‘EU should stop demonizing refugees’
Macedonian police have used tear gas and stun grenades against large crowds of migrants, who were trying to enter the country from Greece. A number of migrants were injured in clashes, including children.
RT: Has the migrant crisis reached the point of no return?
Chris Bambery: The migrant crisis is growing. I think ... the majority of these migrants are fleeing, firstly, war, as in the case of Syria, or indeed Afghanistan, and so on; or this growing conflict in central Africa. Secondly, there is the second biggest group of refugees after Syria; people are fleeing from the repressive regime in Eritrea, which isn’t talked about in the West, because it’s been a friend of the West.
What we have here is these two basic transit routes: One through the central Mediterranean, through the Italian island of Lampedusa, which is much talked about and increasingly through Turkey trying to get into the EU. What is happening here is that the EU is attempting to fortify its borders. And in particular the richest countries of the EU - Germany, Britain and so on - are essentially keeping refugees of the Syrian conflict out - a conflict they helped create, I should add - and allowing these refugees to be dumped in countries in Eastern Europe, like Macedonia, Bulgaria, and so on, just as they have been dumped in Italy. That is creating the problems. What the issue here should be -is should the EU be working on a plan to take genuine refugees, as most of these people are, and settle them in countries like Germany and Britain, who’ve taken a pitiful number of refugees - probably in Britain less than a thousand.
RT: How can Europe help deal with the root of the problem which is the instability in those regions? Why has there been no clear proposal from Brussels to ease local migrant concerns?

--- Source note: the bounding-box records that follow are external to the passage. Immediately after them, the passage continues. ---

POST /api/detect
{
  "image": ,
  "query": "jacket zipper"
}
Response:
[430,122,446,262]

CB: Because there is, of course as we’ve seen, in Sweden the rise of an anti-immigrant party, a racist party, that is happening elsewhere in Europe. Because of that, politicians across the EU are running scared of giving any commitments to taking any large number of refugees. What we really need is something like what happened after WWII when Europe faced a far bigger refugee crisis- much bigger than this. But different nations sat down and discussed this, planned it, and solved the issue. What we need here is joined up thinking where the EU nations come together and decide that we’re going to take in genuine refugees fleeing the conflict in Syria and work out quotas for each country, including Britain, for instance, that is always refusing to take any.
I think as well we need to change language about these people. I was talking to my local Church of England minister who told his congregation: “If you lived in Syria, you would flee with your children, because you want to get out of that situation, and the place you want to come to is the safest place in the world which is Europe, and the place with jobs, with prosperity which is Europe.”

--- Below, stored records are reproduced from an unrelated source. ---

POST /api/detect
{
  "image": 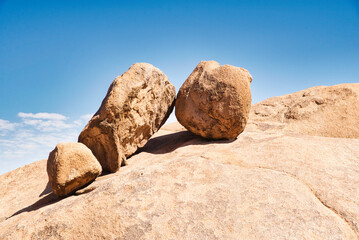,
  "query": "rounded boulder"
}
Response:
[175,61,252,139]
[47,143,102,196]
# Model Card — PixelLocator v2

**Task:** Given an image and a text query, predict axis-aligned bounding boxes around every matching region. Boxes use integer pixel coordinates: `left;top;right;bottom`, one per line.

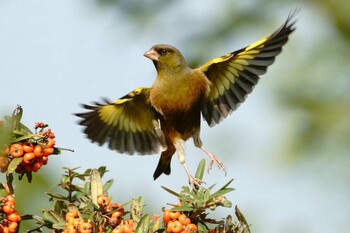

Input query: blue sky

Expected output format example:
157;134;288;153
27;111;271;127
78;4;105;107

0;0;350;233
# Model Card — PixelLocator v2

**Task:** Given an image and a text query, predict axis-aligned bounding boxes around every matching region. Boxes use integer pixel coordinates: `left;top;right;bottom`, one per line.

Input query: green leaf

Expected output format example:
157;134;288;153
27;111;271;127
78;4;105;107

46;192;67;201
7;157;23;173
198;222;209;233
135;214;150;233
43;210;65;223
211;179;235;197
52;221;67;230
103;179;114;192
90;169;103;206
160;186;180;197
11;105;23;132
195;159;205;180
210;188;235;198
235;206;250;229
130;196;144;223
0;183;8;199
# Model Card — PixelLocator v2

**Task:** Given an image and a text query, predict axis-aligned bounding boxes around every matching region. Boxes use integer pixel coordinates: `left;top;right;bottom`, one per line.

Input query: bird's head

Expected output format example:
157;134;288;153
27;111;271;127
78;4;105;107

144;44;186;71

So there is nothing wrong with what these people are doing - they are trying to do best for their children, best for their families. We should stop demonizing them, as I say we should be thinking of that plan to integrate these people. Secondly, we should also get into prospective, the vast majority of refugees from Syria aren’t coming to Europe, they are still in Lebanon, Turkey, Jordan, and elsewhere. And that problem again - Europe is not doing anything to address. So there is a big problem here which needs not just EU intervention, but UN’s help to deal with. And it shouldn’t be dumped in a country like Macedonia, or Bulgaria, which have huge social problems themselves.
RT: How can European countries come to a common agreement?
CB: That requires a sea change. We’re seeing Italy, for example, taking large numbers of these people. We are also seeing France blocking the border with Italy; we’re seeing Britain do the same at Calais; we’re seeing Germany do the same. So it is up to the countries in Northern Europe to address this issue and do far more. Germany in particular, but Britain, and Holland, [etc.] should be saying: “We’re going to up the number of refugees we’re going to take them from Syria. Britain in particular has a moral responsibility because it’s been arming and fueling the civil war in Syria. We should be doing far more than taking a paltry 1,000 refugees from Syria as a moral responsibility. There has to be some reckoning here. And the countries of Northern Europe do need to step up to the mark here and take the responsibility.